Conforme apurado pela coluna Entrelinhas e pelo programa Sem Rodeios, o inquérito policial foi instaurado após a publicação do vídeo, com base em denúncias de calúnia, difamação e transfobia. A pesquisadora alega que os crimes de calúnia e difamação foram descartados pelos delegados responsáveis. No entanto, o inquérito prosseguiu para o Ministério Público sob a tipificação de injúria, sob o argumento de que a liberdade de expressão teria sido extrapolada. Aline Borges lamenta que, enquanto ela é investigada, os repasses denunciados não foram formalmente apurados.
‘Wokeísmo’ como Ferramenta de Silenciamento, Diz Pesquisadora
Aline Borges critica o que denomina de ‘wokeísmo’, argumentando que este movimento embasa o tipo de perseguição que ela alega estar sofrendo. Segundo ela, determinadas teorias são tratadas como dogmas, o que impede o debate acadêmico e a livre produção de conhecimento. Ela defende que discursos acadêmicos, mesmo que inconvenientes, devem ser livres para o avanço da ciência.
A pesquisadora ressalta que, quando a crítica é automaticamente rotulada como preconceito, cria-se um ambiente de estagnação intelectual.

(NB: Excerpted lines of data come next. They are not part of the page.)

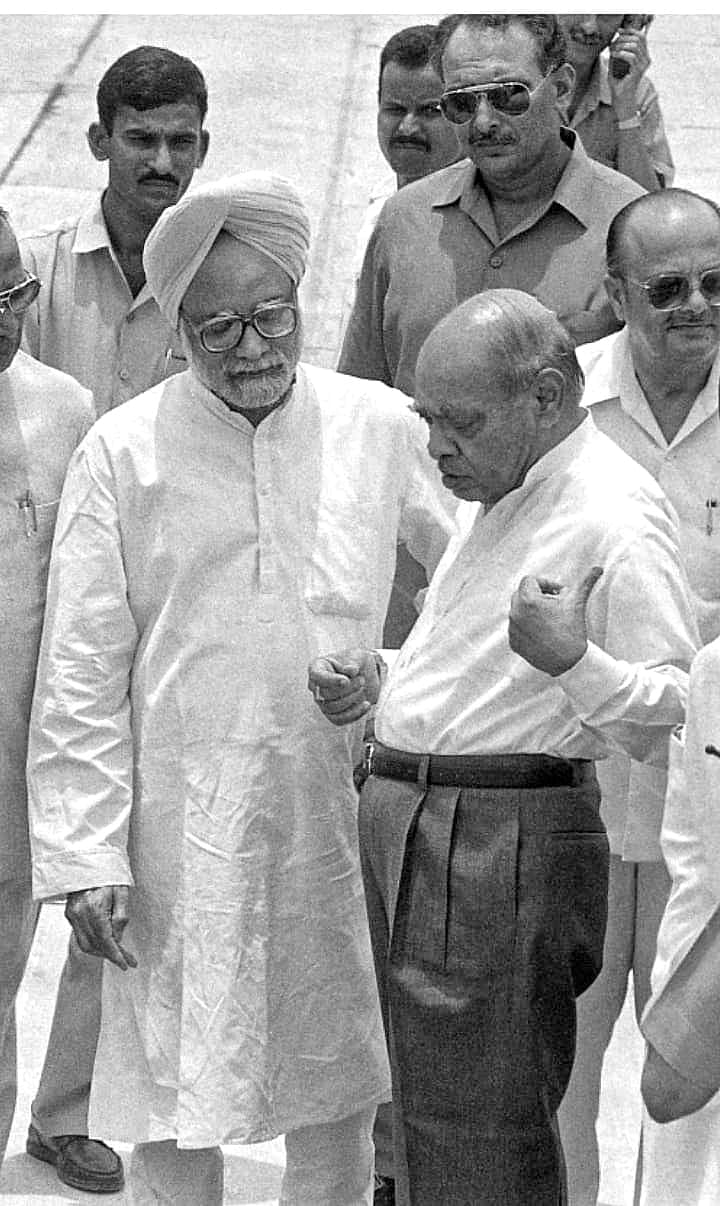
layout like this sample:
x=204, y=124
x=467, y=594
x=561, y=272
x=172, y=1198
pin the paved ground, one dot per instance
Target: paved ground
x=294, y=94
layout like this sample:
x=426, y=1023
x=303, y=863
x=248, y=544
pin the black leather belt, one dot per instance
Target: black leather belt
x=478, y=770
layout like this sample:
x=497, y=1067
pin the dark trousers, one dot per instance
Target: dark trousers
x=487, y=914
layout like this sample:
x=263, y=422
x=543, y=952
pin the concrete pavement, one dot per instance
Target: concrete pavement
x=292, y=94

Para Aline, a impossibilidade de questionamento afeta diretamente a produção científica e a formação crítica dos estudantes, pois tudo passa a valer desde que se encaixe em uma narrativa específica, sem contrapontos.
Universidades e a Mudança de Papel
Aline Borges observa que muitas instituições de ensino superior parecem ter abandonado sua função primária de produzir ciência para assumir um papel de militância. Ela argumenta que, ao priorizar a ‘justiça social’ em detrimento do método científico, a universidade muda sua razão de existir, focando na adequação ideológica.

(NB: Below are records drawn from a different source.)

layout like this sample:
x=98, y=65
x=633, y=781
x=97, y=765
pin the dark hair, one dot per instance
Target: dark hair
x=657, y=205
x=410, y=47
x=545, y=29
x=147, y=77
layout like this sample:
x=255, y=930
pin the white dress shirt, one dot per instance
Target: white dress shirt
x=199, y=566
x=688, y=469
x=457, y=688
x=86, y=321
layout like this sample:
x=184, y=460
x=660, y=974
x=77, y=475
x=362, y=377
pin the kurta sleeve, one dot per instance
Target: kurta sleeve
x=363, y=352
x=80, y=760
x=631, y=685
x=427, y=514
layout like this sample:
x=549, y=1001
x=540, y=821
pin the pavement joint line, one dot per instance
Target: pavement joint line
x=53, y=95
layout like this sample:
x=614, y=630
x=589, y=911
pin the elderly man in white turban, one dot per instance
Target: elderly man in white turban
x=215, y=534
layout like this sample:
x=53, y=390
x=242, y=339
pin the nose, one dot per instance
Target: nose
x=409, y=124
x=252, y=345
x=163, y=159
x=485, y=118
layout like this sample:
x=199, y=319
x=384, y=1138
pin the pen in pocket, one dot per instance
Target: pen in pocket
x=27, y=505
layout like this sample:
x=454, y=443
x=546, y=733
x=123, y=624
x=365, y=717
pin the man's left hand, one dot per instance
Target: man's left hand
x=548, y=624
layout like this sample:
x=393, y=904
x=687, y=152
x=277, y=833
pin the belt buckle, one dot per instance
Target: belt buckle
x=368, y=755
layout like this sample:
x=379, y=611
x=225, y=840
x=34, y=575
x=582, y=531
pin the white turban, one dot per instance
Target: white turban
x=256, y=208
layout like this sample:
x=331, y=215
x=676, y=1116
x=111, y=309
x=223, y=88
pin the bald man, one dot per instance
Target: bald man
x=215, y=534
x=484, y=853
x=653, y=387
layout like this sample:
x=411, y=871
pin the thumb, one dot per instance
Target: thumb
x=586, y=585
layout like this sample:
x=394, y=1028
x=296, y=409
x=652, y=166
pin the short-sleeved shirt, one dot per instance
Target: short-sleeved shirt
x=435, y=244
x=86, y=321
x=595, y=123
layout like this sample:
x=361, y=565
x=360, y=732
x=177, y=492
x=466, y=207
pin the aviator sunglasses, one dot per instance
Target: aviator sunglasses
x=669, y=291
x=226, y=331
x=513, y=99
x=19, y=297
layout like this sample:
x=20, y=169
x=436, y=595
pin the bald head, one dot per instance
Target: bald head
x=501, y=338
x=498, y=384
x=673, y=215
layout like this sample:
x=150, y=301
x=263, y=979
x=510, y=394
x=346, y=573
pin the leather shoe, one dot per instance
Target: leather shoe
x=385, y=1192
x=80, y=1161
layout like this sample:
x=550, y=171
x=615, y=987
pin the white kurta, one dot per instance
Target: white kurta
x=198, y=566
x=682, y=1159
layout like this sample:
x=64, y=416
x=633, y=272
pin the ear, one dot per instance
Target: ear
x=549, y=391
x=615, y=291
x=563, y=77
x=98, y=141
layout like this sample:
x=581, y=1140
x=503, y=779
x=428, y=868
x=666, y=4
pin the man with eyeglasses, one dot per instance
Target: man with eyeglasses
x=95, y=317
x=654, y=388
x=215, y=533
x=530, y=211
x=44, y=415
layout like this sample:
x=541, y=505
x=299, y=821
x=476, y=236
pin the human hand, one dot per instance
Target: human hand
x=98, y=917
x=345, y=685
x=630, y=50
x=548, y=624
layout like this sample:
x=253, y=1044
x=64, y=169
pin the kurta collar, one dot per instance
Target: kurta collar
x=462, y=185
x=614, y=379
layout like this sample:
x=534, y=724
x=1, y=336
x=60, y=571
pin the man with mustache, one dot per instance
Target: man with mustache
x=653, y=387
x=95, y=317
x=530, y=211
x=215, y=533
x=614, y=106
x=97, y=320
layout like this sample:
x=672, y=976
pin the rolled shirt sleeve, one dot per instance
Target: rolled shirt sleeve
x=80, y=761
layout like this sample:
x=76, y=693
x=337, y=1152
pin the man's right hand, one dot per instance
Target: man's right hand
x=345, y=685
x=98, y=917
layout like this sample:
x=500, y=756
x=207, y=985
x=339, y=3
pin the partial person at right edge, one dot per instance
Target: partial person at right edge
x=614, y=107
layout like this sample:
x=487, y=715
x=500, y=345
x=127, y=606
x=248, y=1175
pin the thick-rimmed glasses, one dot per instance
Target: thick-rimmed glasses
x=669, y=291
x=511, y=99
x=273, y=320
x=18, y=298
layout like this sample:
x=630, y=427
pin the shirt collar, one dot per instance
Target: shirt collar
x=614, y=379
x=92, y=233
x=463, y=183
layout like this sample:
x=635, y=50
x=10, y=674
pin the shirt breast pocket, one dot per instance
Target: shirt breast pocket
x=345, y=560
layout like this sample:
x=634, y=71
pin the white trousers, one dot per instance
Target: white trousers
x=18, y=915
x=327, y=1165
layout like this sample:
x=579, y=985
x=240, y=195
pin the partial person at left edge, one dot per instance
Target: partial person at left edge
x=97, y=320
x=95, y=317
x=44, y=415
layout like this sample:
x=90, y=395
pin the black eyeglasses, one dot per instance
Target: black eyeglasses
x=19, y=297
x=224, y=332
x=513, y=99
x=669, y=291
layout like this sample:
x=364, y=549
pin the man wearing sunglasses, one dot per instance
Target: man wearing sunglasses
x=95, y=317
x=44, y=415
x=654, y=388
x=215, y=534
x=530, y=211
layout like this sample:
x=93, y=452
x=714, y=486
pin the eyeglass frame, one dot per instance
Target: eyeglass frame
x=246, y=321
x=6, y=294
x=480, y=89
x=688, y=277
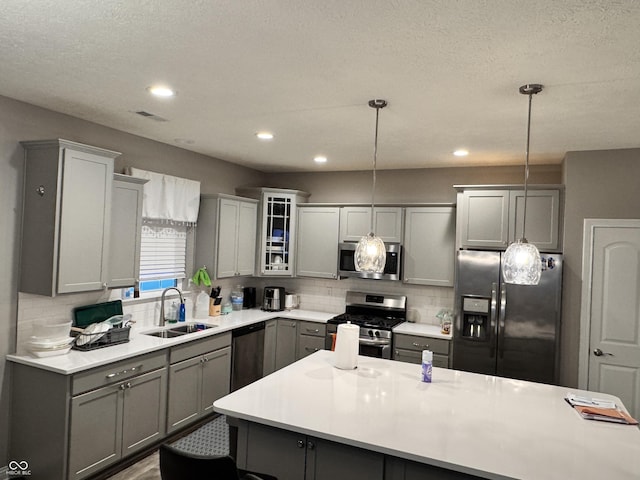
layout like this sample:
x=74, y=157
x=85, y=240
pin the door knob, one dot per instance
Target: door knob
x=598, y=353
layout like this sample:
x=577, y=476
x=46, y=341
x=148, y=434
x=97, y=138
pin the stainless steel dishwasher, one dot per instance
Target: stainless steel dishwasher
x=247, y=355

Essa mudança, segundo a cientista, compromete a qualidade da pesquisa e a formação intelectual dos alunos. A ausência de visões divergentes e o predomínio de uma única perspectiva empobrecem o debate acadêmico e esvaziam o papel da universidade como espaço de pensamento crítico.
Comparativo Internacional: Brasil x Reino Unido
Atualmente residindo no Reino Unido, Aline Borges compara a situação brasileira com a inglesa. Embora reconheça problemas de censura e prisões por manifestações online no país europeu, ela aponta que as instituições britânicas oferecem maior previsibilidade e garantias legais. Ela descreve as instituições no Reino Unido como ‘muito mais maduras’ e com uma deterioração ‘lenta’.
Em contrapartida, no Brasil, Aline percebe uma fragilidade institucional e um ativismo judicial que agravam a insegurança jurídica. Essa percepção a leva a afirmar que, no Brasil, ‘o buraco é mais embaixo’, indicando um cenário mais complexo e preocupante para a liberdade de expressão e a investigação de denúncias.